Amber looked at her hands. Looked at how red they were. Looked at the black nails that had pierced the cushion she held.
“Oh my God,” she said, feeling how her tongue brushed against teeth that were somehow longer than they had been a moment earlier. Her head swam. She raised her hands, felt horns. “Oh God. Help me. Please …”
Imelda the Monster walked forward slowly. “Amber, I need you to calm down …”
Amber backed away unsteadily, leaving a trail of floating feathers in her wake. She began to cry.
“Stay away from me.”
“You asked me to help you. I’m helping you.”
“Stay back,” said Amber, voice breaking.
“Okay.”
“Help me.”
“Make up your mind,” said Imelda with a faint smile.
“Please, just … why do I have horns?”
“Because you’re like me,” said Imelda. “You’re like your parents, and Grant and Kirsty and Alastair. You’re a demon, sweetie.”
The word stuck in Amber’s mind like a bone in her throat, so that she barely registered Imelda darting towards her until it was too late to do anything about it.
“Sorry about this,” Imelda said, and punched her into unconsciousness.
(#ufbc59ab5-a287-5422-a79b-6b57fe88f674)
AMBER STIRRED FROM HER dreamless sleep, waking without opening her eyes. She snuggled down deeper into the pillow, slowly drifting off again, and then she remembered where she was and what had happened and she sat up so fast she almost fell out of bed.
Back in the bedroom in Imelda’s apartment. The curtains were open now. The day was bright and warm. She examined her reflection in the mirror on the wall. She looked normal. Her hair was a mess, but that was the full extent of the damage.

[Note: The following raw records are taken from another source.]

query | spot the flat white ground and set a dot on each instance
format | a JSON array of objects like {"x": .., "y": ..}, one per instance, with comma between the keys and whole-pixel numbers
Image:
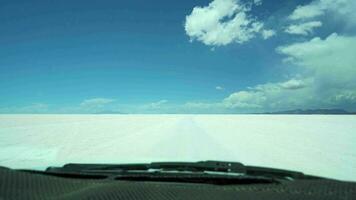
[{"x": 323, "y": 145}]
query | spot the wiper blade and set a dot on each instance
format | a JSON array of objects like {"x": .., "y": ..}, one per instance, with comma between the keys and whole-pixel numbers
[
  {"x": 205, "y": 169},
  {"x": 212, "y": 166}
]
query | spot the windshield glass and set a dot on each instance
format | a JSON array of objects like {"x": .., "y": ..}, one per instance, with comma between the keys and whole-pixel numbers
[{"x": 263, "y": 82}]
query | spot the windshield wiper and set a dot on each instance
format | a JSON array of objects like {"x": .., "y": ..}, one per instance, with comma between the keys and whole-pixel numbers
[
  {"x": 215, "y": 172},
  {"x": 202, "y": 166}
]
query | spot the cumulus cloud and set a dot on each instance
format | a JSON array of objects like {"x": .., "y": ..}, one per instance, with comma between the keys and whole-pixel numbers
[
  {"x": 338, "y": 8},
  {"x": 329, "y": 78},
  {"x": 293, "y": 84},
  {"x": 155, "y": 105},
  {"x": 96, "y": 102},
  {"x": 268, "y": 33},
  {"x": 32, "y": 108},
  {"x": 308, "y": 11},
  {"x": 222, "y": 22},
  {"x": 257, "y": 2},
  {"x": 219, "y": 88},
  {"x": 303, "y": 28}
]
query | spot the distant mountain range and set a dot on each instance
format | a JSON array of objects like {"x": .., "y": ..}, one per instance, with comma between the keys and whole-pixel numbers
[{"x": 313, "y": 112}]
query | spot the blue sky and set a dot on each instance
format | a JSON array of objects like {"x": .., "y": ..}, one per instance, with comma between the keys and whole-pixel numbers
[{"x": 221, "y": 56}]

It had been real. She knew it had been real. She’d had horns. She’d grown them as her skin had turned red and her nails had turned black – just like she had before she’d pulverised Brandon’s jaw with a single punch. She’d grown them just like Imelda had grown them. Just like her parents had grown them.
But no. No, that couldn’t be right. There had to be an explanation. A reasonable, logical, real-world explanation.
She stood. She was fully dressed, in T-shirt and shorts and sneakers. That was good. She left the bedroom. The man with the guns sat on the couch, his long legs crossed, reading a tattered paperback. Milo Sebastian, she remembered. He looked up at her, then went back to reading.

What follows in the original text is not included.